A California court case may result in every one of the state’s coffee cups featuring a cancer warning, according to The Wall Street Journal.
The Journal on Wednesday reported that a state judge in Los Angeles is expected to rule on the issue in the coming months.
The judge will decide whether coffee should be labeled as carcinogenic under a three-decade old law which is meant to warn Californians about potential harms.
Coffee is under consideration for a warning label due to acrylamide, a flavorless chemical produced during the roasting process.
Acrylamide is one of more than 900 chemicals on a list of those known to the state of California to cause cancer, birth defects or other reproductive harm.
The chemical also created during the cooking process for many baked and fried foods, including bread, french fries and potato chips.
Businesses must warn about the presence of any of the chemicals because of the measure, known as Proposition 65.
The coffee case has been unfolding since 2010, when a Southern California nonprofit sued dozens of coffee sellers and manufacturers.
The Council for Education and Research on Toxics, backed by attorney Raphael Metzger, filed against such defendants as Keurig Green Mountain and Starbucks.
The defendants argue the trace amounts of acrylamide are harmless and outweighed by the health benefits of consuming coffee.
The coffee companies lost an initial phase of the case years ago, and they then made their final defense in a bench trial last autumn.
The defendants charged that the amount of acrylamide in coffee should qualify as safe under a limited exception to Proposition 65.

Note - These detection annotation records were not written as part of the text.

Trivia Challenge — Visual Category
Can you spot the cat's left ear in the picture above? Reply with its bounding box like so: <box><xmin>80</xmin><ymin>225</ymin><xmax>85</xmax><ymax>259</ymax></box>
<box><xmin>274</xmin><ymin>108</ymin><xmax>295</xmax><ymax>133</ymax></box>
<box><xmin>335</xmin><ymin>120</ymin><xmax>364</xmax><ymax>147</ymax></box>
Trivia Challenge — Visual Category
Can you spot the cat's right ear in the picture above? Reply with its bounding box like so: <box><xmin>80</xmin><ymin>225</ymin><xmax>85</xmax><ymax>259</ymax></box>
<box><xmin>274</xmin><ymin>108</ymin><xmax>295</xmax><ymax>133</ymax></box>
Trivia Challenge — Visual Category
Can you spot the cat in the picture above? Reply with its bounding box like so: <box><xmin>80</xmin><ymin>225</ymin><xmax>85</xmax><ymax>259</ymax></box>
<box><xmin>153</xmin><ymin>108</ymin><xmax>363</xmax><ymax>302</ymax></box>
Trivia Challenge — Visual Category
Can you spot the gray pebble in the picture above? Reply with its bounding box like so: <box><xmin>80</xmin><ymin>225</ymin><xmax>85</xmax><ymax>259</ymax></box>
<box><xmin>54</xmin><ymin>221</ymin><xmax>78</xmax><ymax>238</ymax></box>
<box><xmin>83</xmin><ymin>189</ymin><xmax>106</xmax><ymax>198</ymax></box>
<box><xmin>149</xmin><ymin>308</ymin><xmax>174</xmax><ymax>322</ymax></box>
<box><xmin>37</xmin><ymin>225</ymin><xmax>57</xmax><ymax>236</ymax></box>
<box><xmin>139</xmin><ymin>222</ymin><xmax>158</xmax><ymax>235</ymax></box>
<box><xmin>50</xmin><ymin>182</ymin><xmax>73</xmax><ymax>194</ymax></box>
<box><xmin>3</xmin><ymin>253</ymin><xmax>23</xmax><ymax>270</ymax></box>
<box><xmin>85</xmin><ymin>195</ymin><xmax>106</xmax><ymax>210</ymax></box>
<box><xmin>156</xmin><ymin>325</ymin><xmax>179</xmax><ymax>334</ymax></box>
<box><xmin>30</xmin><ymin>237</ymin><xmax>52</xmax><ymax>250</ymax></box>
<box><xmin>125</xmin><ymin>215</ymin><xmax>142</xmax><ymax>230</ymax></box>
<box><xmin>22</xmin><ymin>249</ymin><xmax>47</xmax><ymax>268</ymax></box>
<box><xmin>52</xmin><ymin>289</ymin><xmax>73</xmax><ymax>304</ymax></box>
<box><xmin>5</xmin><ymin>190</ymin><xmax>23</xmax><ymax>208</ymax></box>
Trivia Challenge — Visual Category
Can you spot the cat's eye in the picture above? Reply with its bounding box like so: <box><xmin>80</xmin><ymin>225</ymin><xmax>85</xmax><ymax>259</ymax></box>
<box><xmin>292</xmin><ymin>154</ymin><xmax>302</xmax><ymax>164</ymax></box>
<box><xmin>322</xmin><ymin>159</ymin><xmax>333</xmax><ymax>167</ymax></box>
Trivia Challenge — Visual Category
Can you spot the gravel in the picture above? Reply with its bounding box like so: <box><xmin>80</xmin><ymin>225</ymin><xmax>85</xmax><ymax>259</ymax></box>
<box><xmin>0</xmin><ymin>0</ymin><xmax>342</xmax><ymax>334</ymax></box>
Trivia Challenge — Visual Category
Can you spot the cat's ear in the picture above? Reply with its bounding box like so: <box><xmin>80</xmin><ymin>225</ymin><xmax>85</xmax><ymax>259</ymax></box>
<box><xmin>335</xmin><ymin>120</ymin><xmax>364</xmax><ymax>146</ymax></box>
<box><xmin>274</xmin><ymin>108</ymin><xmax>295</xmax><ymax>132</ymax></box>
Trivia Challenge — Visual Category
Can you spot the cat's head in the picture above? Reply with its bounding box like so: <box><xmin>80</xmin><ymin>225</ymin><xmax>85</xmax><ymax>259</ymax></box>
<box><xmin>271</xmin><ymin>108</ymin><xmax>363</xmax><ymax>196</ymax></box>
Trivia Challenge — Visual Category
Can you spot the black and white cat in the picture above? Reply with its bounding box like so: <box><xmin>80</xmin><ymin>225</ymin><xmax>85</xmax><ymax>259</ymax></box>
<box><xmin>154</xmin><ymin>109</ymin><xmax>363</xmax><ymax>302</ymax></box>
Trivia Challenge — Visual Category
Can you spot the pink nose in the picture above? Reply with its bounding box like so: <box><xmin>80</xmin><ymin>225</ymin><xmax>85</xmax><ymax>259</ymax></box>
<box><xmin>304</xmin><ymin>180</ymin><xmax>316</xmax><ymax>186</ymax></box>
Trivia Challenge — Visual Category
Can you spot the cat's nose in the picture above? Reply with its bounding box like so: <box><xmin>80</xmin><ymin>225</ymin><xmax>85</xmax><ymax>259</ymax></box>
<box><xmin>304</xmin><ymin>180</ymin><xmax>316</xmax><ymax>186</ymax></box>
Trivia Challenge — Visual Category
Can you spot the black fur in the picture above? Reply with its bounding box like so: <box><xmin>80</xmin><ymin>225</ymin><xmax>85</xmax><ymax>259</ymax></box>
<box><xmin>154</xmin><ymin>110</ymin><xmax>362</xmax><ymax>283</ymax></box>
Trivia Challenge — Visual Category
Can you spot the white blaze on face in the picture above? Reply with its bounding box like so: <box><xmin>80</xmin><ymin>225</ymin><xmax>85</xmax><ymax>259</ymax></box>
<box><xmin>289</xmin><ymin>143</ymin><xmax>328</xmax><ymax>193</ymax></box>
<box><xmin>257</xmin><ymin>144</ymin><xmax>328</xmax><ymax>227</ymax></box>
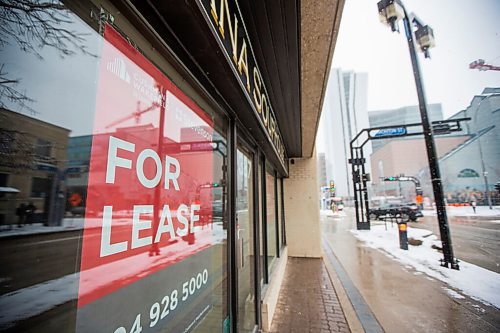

The exception exists for certain chemicals produced by cooking that are necessary to make food palatable.
A few of the case’s defendants have bowed out, with 7-Eleven agreeing late last year to pay $900,000 and put up the warning in its locations.
Other defendants – like Starbucks – have posted Proposition 65 signs near the cream and sugar stations in their stores.
Those companies could ultimately be forced to pay hefty fines and display the signs more prominently or directly on their coffee products depending on the judge’s ruling.